COMPREHENSIVE GENOMIC MAPS
TCGA began as a pilot study in 2006 to characterize brain tumors and ovarian cancer. It generated unprecedented amounts of data of unequaled quality, and in 2009, TCGA announced plans to produce comprehensive genomic maps of at least 20 types of cancer over the next 5 years. This effort was funded with $175 million from American Recovery and Reinvestment Act funds, along with $50 million each from both NCI and NHGRI.
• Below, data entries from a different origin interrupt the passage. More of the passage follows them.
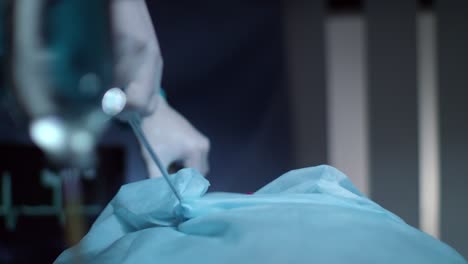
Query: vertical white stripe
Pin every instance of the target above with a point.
(347, 97)
(429, 178)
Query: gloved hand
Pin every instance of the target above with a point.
(138, 60)
(174, 139)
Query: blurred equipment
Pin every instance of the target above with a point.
(61, 65)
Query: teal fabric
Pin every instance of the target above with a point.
(312, 215)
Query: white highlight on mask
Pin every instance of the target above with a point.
(49, 133)
(114, 101)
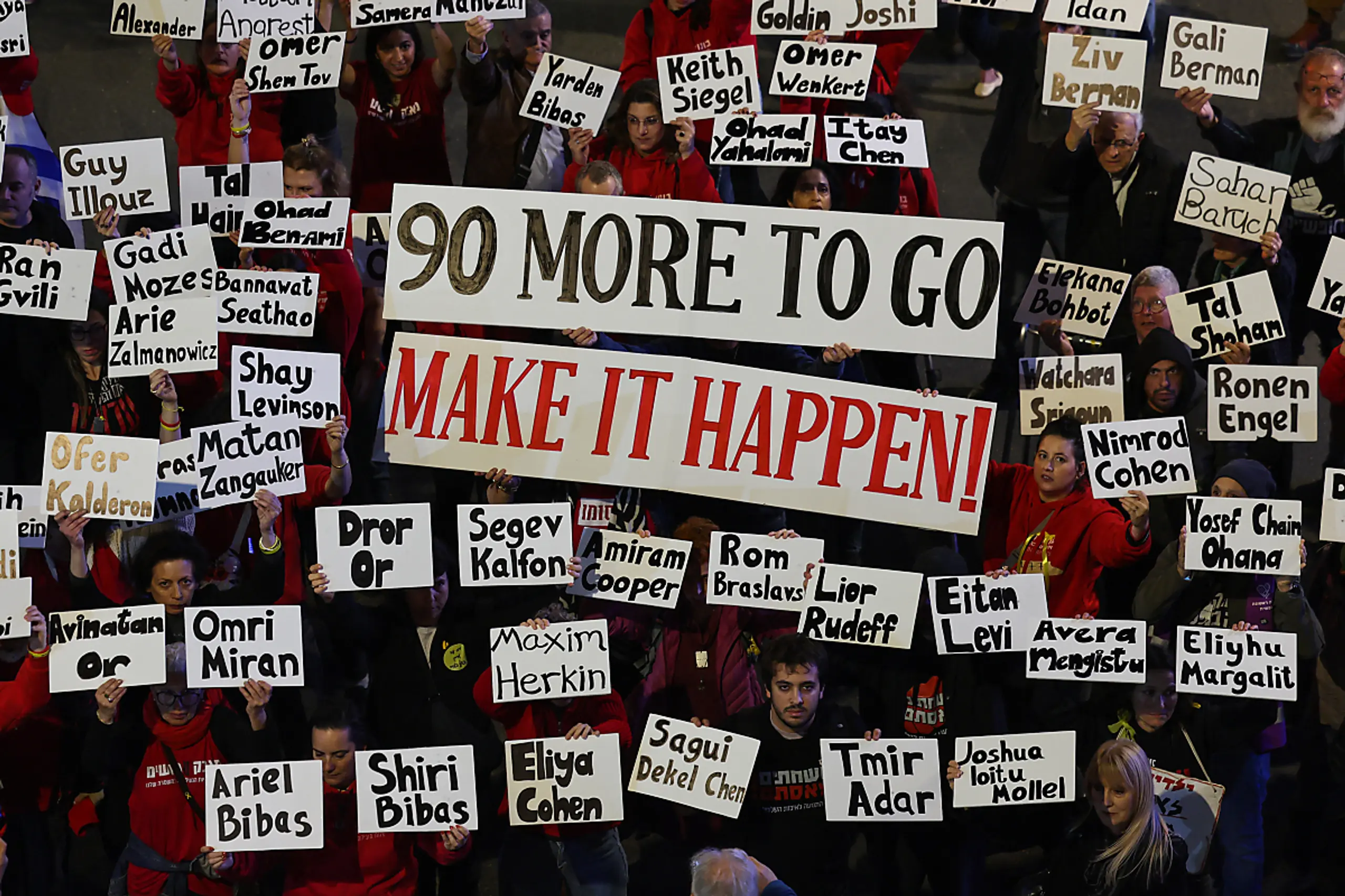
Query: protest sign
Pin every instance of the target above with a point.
(762, 140)
(1254, 401)
(759, 571)
(620, 566)
(177, 336)
(1233, 198)
(861, 606)
(707, 84)
(570, 93)
(1226, 59)
(514, 544)
(90, 646)
(876, 142)
(256, 19)
(376, 547)
(295, 224)
(693, 766)
(1015, 770)
(553, 780)
(1236, 664)
(1189, 808)
(227, 646)
(882, 779)
(179, 19)
(1089, 388)
(1245, 535)
(128, 175)
(215, 195)
(264, 806)
(1083, 299)
(109, 477)
(279, 303)
(1089, 650)
(466, 256)
(424, 789)
(1147, 455)
(37, 283)
(982, 615)
(275, 382)
(564, 660)
(1089, 69)
(236, 459)
(169, 264)
(689, 425)
(832, 70)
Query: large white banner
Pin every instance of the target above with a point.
(661, 267)
(689, 425)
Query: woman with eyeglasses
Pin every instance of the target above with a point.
(151, 751)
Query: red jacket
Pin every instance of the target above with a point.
(353, 864)
(1083, 536)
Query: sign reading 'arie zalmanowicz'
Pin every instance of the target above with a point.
(462, 255)
(686, 425)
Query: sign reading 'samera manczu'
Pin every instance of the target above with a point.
(689, 425)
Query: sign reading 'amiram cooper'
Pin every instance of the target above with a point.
(462, 255)
(689, 425)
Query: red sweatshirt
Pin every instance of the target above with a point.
(1083, 536)
(351, 864)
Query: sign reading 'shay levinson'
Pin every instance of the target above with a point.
(1083, 299)
(1015, 770)
(882, 779)
(226, 646)
(128, 175)
(707, 84)
(1245, 535)
(37, 283)
(280, 303)
(876, 142)
(833, 70)
(1251, 401)
(762, 140)
(215, 195)
(1089, 388)
(108, 477)
(1226, 59)
(1087, 69)
(982, 615)
(264, 806)
(514, 544)
(1236, 664)
(1233, 198)
(368, 547)
(426, 789)
(275, 382)
(553, 780)
(178, 336)
(704, 767)
(620, 566)
(1152, 456)
(759, 571)
(295, 224)
(1089, 650)
(861, 606)
(557, 662)
(570, 93)
(234, 461)
(90, 646)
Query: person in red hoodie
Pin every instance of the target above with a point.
(354, 864)
(589, 856)
(656, 161)
(1044, 520)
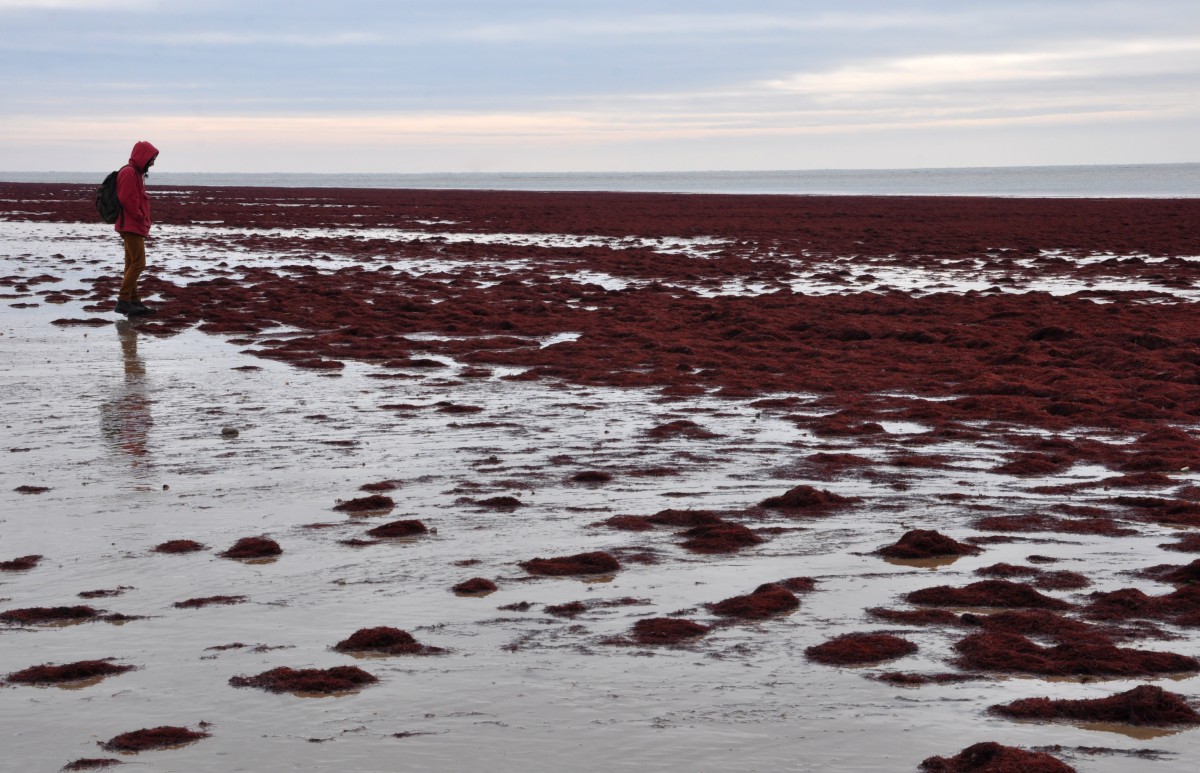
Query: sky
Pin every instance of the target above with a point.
(619, 85)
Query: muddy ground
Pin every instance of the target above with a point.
(718, 407)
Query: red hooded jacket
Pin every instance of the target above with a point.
(131, 191)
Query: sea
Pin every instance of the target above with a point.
(1158, 180)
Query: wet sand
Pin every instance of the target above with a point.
(516, 372)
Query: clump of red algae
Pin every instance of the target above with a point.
(208, 600)
(1174, 574)
(1000, 593)
(313, 681)
(365, 504)
(1042, 579)
(501, 503)
(993, 757)
(51, 673)
(767, 600)
(927, 544)
(475, 586)
(1186, 544)
(384, 640)
(179, 546)
(719, 538)
(808, 498)
(592, 477)
(628, 523)
(253, 547)
(666, 630)
(570, 609)
(915, 617)
(1145, 705)
(683, 517)
(383, 485)
(19, 564)
(859, 648)
(900, 678)
(799, 585)
(682, 427)
(1013, 653)
(1181, 606)
(35, 615)
(1039, 522)
(153, 738)
(90, 763)
(409, 527)
(597, 562)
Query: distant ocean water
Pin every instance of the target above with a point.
(1168, 180)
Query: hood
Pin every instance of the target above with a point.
(142, 154)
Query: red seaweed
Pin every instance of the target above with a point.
(580, 564)
(384, 640)
(1013, 653)
(366, 504)
(666, 630)
(23, 563)
(307, 681)
(253, 547)
(993, 757)
(1000, 593)
(179, 546)
(408, 527)
(1144, 705)
(927, 544)
(78, 671)
(163, 737)
(767, 600)
(859, 648)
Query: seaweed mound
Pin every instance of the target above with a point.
(153, 738)
(19, 564)
(34, 615)
(593, 563)
(253, 547)
(208, 600)
(1013, 653)
(178, 546)
(809, 498)
(1145, 705)
(384, 640)
(861, 648)
(1000, 593)
(49, 673)
(993, 757)
(366, 504)
(666, 630)
(927, 544)
(409, 527)
(475, 586)
(319, 681)
(684, 519)
(766, 600)
(719, 538)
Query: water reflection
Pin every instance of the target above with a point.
(125, 418)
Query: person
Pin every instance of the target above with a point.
(133, 225)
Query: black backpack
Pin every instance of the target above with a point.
(107, 204)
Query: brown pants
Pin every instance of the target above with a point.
(135, 263)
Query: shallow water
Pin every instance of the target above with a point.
(126, 431)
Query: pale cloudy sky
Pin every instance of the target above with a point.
(535, 85)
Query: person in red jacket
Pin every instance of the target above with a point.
(133, 225)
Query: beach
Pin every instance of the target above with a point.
(720, 407)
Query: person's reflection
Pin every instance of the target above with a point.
(125, 419)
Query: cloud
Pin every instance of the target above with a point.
(1110, 59)
(77, 5)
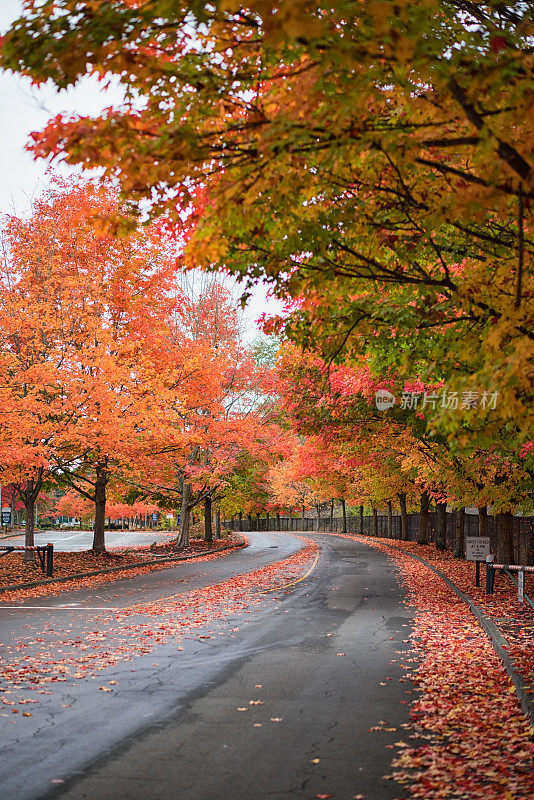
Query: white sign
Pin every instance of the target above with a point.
(477, 548)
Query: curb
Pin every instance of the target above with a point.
(108, 570)
(497, 639)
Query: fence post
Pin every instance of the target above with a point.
(490, 574)
(50, 560)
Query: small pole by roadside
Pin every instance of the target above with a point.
(490, 574)
(50, 560)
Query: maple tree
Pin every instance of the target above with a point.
(374, 159)
(395, 457)
(80, 330)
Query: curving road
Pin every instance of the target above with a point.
(74, 541)
(321, 658)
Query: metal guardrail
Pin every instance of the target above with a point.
(521, 570)
(45, 553)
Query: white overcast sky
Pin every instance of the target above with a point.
(26, 109)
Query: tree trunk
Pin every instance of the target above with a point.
(459, 533)
(208, 529)
(390, 520)
(505, 538)
(374, 528)
(185, 513)
(99, 536)
(482, 521)
(405, 522)
(422, 537)
(344, 513)
(441, 538)
(29, 523)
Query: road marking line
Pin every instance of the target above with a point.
(286, 585)
(61, 608)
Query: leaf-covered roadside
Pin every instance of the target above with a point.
(14, 571)
(477, 740)
(107, 639)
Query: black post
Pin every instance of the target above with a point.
(490, 575)
(50, 560)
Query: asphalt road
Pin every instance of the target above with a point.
(322, 658)
(74, 541)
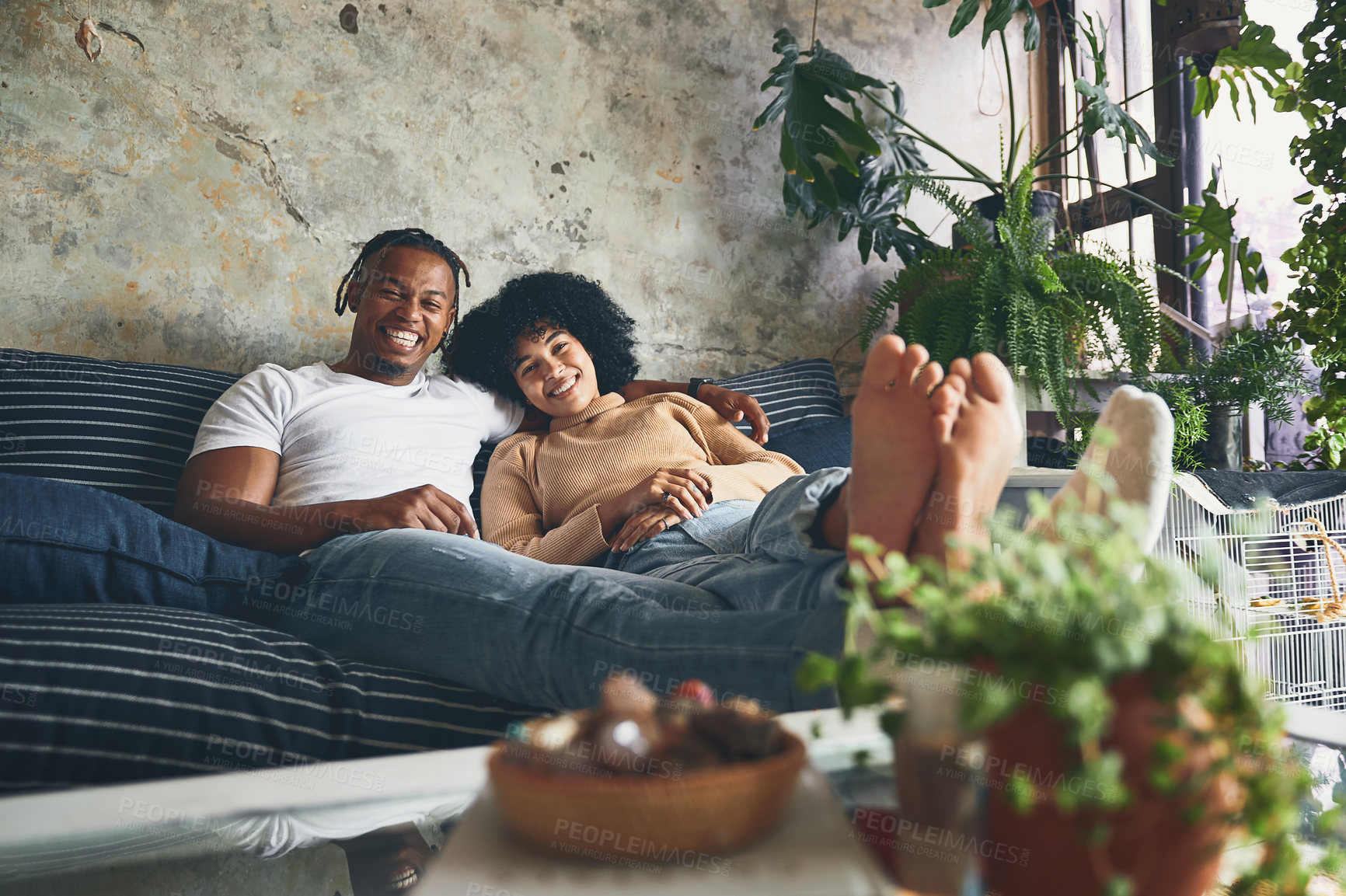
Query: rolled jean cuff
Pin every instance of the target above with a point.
(783, 522)
(821, 633)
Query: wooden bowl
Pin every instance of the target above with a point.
(664, 815)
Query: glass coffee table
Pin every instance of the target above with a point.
(426, 824)
(349, 828)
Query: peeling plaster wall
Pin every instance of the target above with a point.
(196, 193)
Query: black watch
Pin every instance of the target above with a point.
(695, 385)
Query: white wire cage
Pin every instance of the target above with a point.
(1279, 585)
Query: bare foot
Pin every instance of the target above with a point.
(893, 459)
(976, 445)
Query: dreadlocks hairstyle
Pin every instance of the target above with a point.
(417, 239)
(524, 305)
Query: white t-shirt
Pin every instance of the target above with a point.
(343, 438)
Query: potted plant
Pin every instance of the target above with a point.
(1250, 366)
(846, 139)
(853, 158)
(1079, 669)
(1044, 310)
(1316, 310)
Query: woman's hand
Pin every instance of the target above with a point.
(643, 525)
(682, 493)
(734, 406)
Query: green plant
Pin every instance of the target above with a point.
(1250, 366)
(1070, 612)
(1044, 310)
(846, 141)
(1316, 312)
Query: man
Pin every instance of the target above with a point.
(364, 465)
(290, 459)
(322, 460)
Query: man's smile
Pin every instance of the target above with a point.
(404, 338)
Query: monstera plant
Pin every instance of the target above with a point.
(1316, 310)
(846, 138)
(853, 156)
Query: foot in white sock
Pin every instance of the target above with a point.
(1138, 460)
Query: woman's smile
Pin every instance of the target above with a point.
(553, 370)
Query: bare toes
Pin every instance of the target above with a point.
(912, 364)
(929, 377)
(945, 403)
(991, 378)
(884, 362)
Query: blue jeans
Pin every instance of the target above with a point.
(461, 608)
(548, 636)
(61, 542)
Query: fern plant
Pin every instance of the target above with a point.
(1046, 311)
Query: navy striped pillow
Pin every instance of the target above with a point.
(792, 395)
(99, 693)
(117, 425)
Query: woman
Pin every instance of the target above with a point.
(610, 472)
(667, 489)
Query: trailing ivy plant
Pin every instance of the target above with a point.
(1044, 310)
(1073, 615)
(1316, 312)
(846, 139)
(1250, 366)
(858, 187)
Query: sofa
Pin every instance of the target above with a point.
(101, 684)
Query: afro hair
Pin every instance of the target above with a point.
(485, 351)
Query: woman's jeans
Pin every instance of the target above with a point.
(509, 626)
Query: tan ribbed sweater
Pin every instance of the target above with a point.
(542, 490)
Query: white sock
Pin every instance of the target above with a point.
(1139, 460)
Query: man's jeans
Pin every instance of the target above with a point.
(61, 542)
(461, 608)
(548, 636)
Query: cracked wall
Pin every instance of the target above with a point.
(194, 194)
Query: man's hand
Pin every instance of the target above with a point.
(734, 406)
(643, 525)
(682, 493)
(421, 507)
TCGA is unique among sequencing projects because it uses complimentary technology platforms to perform multidimensional analyses. For example, the analyses of acute myeloid leukemia (AML) included whole-genome sequencing of the primary tumor and matched skin samples, and exome capture and sequencing of paired tumor and skin samples.1 In its analysis of breast cancer, tumor and germline samples were obtained from 825 patients. The samples were analyzed with mRNA expression microarrays, DNA methylation, single nucleotide polymorphism (SNP) arrays, microRNA (miRNA) sequencing, and whole exome sequencing, along with reverse-phase protein array data for 466 samples (Figure 1).2
“TCGA has shown that an international network of clinicians, pathologists, scientists, and disease experts can work together to generate the rich data provided at our websites (TCGA Data Portal and CGHub),” said Shaw. These website portals make the data generated by TCGA available to the public.
SAMPLE QUANTITY TO ACHIEVE QUALITY DATA
The goal is to comprehensively characterize more than 10,000 tumor and matched germline samples across more than 25 tumor types, including at least 10 rare cancers. By 2014, TCGA expects to have amassed 5 petabytes (5 x 1015) of sequence data.3
The researchers need a total of 500 qualified cases per histopathologic diagnosis to have data with enough power to detect recurrent mutations found in just 3% to 5% of cases. However, the goal for rare tumor types is to characterize approximately 50 cases across at least 10 rare cancers. The first rare tumor type to be characterized was chromophobe kidney cancer, which had 65 cases qualified as of Fall 2012.
TCGA is currently accepting tissue samples for many tumor types; however, accrual will end around the end of 2013. Tissues must be frozen resection samples representing tumors that are primary and untreated, and the tumor samples must be paired with a source of germline DNA. TCGA welcomes additional collaborators, as tumors will need to be collected worldwide to meet the size and scope of the project. Requirements for tissue samples for TCGA can be found at http://cancergenome.nih.gov/cancersselected/biospeccriteria, and requests for more information on collaborating with the project should be sent to [email protected]
Notably, TCGA project has already impacted how different centers collect samples for research, explained Shaw. TCGA developed a guidance document for informed consent that helps prospective clinicians gain approval from local Institutional Review Boards. The work of TCGA has established new policies and documents for genomic studies to help patients and doctors better decide if donating tissue samples to TCGA is right for them. Shaw said, “Our model has resulted in changes in practice from consent to data collection, and that alone will have a role in research for decades to come.”
When asked about the role of nurses in TCGA, Shaw said, “Research nurses are an integral part of what TCGA does at the level of the individual institutions that participate. They can help improve the overarching process—including the writing of stronger consent forms that push research forward. Nurses also can provide us with insight into the clinical data necessary and the most efficient processes to collect and assess the data points that are needed for collection.”